NEWS『WORLDISTA』で果たされた3年越しの伏線回収 4部作の第3章、グループ節目の作品に

 NEWSの最新アルバム『STORY』のリリース日まで、あと1週間。『NEVERLAND』(2017年)、『EPCOTIA』(2018年)、『WORLDISTA』(2019年)と続いたコンセプチュアルアルバムの最終章が、もうすぐ手元に届く。日に日に期待が高まる中、これまで『NEVERLAND』『EPCOTIA』と紐解いてきた。そして今回振り返るのは、第3弾『WORLDISTA』だ。

NEWS『WORLDISTA』(通常盤)

「『WORLDISTA』ベータプログラム、アクセスコードをインプットしてください」

 今度の世界観は、VR。再生ボタンを押すと、最新ゲーム機を起動したときのようなBGMと、機械的なアナウンスが聞こえてくる。これまで夢の国に誘ってくれた『NEVERLAND』も、壮大な宇宙旅行を見せてくれた『EPCOTIA』も、そのアルバムの世界観を演出するアナウンスから始まり、アルバムタイトルを掲げたリード曲へという流れが続いていた。聞き進めていくと、実はアイギアを装着すれば、どんな世界も体感できる『WORLDISTA』バージョン10(10thアルバム)によるものだったのだ、という展開が待ち受ける。
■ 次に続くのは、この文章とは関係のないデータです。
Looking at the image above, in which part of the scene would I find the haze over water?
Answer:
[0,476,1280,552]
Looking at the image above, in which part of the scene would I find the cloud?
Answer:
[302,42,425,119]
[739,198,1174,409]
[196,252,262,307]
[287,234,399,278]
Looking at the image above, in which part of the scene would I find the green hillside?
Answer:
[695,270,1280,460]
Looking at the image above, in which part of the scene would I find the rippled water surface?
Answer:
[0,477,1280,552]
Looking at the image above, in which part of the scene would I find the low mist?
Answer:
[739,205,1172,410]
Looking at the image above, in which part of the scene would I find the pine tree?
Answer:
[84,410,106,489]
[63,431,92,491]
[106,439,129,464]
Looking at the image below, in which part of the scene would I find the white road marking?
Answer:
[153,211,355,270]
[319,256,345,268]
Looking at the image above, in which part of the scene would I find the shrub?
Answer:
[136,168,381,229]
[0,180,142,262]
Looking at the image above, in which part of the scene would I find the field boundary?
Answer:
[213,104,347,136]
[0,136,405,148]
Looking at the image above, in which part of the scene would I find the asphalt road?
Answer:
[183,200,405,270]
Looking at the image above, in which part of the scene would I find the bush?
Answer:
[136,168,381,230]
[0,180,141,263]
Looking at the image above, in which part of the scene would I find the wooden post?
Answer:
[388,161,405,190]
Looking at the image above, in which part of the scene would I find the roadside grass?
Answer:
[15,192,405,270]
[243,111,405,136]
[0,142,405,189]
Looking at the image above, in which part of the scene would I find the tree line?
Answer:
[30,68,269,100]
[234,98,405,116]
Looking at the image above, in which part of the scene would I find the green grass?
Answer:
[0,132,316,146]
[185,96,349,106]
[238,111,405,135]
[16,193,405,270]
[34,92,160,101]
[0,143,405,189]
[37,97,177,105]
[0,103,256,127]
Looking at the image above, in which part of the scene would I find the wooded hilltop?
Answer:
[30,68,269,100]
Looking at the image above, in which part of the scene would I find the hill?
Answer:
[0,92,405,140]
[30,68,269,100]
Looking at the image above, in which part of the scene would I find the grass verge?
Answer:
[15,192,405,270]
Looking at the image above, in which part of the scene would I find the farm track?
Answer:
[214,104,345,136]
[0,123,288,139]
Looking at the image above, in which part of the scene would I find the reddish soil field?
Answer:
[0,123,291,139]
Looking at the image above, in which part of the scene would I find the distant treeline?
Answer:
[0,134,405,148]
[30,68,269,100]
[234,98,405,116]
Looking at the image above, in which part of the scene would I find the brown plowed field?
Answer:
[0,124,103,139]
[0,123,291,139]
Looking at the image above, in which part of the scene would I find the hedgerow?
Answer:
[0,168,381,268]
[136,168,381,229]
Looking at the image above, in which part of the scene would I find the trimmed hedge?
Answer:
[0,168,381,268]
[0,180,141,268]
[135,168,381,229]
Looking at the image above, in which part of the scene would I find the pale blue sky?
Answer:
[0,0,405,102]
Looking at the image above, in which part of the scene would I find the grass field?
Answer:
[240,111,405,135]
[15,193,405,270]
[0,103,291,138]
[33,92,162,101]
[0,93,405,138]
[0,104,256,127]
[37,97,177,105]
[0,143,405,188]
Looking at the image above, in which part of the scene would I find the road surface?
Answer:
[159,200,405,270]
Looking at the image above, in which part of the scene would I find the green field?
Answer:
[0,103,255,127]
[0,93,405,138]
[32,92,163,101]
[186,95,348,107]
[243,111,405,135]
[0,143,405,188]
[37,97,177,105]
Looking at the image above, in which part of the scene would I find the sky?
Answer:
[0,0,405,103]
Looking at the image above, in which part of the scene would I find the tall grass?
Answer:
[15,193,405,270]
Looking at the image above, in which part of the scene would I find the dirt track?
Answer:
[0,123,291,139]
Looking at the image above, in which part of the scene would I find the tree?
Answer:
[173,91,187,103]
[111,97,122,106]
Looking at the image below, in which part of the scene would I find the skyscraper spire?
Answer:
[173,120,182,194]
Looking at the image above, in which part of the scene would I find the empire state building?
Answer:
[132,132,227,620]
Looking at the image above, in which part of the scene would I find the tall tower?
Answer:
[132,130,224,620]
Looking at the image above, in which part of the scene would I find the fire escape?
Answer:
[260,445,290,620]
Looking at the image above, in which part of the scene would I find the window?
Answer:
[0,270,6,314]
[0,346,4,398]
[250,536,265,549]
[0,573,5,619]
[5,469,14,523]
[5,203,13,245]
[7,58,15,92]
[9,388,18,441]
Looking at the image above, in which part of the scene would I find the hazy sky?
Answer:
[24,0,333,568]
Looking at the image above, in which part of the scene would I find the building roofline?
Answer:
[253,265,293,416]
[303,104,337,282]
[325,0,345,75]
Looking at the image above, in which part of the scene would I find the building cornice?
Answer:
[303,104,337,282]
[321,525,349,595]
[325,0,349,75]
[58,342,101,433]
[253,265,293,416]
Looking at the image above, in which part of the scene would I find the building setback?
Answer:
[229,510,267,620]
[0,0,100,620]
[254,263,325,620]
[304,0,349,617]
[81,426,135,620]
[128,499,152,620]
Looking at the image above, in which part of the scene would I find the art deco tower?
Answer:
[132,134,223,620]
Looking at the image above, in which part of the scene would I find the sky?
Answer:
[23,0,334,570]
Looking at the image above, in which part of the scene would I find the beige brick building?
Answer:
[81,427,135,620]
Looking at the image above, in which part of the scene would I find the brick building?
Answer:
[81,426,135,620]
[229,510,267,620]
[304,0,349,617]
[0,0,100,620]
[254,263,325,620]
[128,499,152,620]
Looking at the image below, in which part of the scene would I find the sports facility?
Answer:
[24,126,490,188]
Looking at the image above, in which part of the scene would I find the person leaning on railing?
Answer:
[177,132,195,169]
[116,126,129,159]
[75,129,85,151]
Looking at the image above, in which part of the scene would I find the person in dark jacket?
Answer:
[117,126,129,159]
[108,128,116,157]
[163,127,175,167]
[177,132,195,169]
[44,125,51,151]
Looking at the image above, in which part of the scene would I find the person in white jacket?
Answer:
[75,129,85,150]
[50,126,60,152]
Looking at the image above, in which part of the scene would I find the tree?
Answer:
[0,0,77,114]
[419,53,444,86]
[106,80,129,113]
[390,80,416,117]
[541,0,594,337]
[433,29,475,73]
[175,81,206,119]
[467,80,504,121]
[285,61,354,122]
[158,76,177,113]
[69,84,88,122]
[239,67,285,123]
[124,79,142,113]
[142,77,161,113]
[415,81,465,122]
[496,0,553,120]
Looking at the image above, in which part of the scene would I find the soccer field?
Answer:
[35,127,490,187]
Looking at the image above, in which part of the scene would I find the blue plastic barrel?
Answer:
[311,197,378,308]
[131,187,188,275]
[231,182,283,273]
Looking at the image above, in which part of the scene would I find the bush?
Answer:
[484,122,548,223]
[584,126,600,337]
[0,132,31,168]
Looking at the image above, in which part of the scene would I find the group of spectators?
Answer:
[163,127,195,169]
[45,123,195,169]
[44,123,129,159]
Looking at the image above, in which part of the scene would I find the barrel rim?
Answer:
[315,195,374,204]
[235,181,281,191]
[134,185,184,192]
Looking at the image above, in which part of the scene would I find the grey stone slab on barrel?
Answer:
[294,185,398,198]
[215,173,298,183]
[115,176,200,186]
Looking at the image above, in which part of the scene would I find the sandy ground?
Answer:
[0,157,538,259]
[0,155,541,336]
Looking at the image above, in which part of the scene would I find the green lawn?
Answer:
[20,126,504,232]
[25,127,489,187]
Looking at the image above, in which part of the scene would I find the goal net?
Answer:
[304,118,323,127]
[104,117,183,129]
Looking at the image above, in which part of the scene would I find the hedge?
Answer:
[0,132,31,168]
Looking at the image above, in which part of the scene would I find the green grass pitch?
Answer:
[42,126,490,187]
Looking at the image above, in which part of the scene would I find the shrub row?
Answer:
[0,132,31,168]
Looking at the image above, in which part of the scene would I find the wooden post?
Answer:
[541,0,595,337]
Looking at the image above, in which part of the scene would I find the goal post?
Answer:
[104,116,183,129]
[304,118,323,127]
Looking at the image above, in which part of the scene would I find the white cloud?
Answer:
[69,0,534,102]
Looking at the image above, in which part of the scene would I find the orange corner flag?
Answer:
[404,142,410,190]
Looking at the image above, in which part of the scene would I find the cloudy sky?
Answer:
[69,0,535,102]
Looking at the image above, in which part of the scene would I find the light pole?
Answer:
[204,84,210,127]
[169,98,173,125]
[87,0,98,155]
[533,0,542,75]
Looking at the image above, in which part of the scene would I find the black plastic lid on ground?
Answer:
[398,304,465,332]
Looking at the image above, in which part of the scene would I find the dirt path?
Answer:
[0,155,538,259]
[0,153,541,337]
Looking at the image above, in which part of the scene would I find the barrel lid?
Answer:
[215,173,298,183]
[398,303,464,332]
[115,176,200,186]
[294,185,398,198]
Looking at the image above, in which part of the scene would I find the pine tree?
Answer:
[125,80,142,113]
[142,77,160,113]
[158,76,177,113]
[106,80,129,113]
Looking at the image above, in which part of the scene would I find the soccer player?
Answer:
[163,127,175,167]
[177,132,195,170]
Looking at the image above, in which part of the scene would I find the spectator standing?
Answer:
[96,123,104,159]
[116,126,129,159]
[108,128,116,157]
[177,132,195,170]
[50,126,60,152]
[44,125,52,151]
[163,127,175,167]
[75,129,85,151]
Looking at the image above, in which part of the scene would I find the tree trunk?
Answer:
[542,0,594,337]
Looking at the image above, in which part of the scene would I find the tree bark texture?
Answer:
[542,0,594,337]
 3年越しの伏線回収。1話完結ものを楽しみながら、ある時ふとシリーズを通して根底にあった大きな謎が解き明かされたような快感。それは、1作品1作品を丁寧に創り上げるチームNEWSならではの為せる技だ。CDにはアイギア(青と赤のフィルムによる3Dメガネ)が付属され、それをかけてブックレットを覗き込むと「#想像することがみちしるべ」の文字が浮かび上がる。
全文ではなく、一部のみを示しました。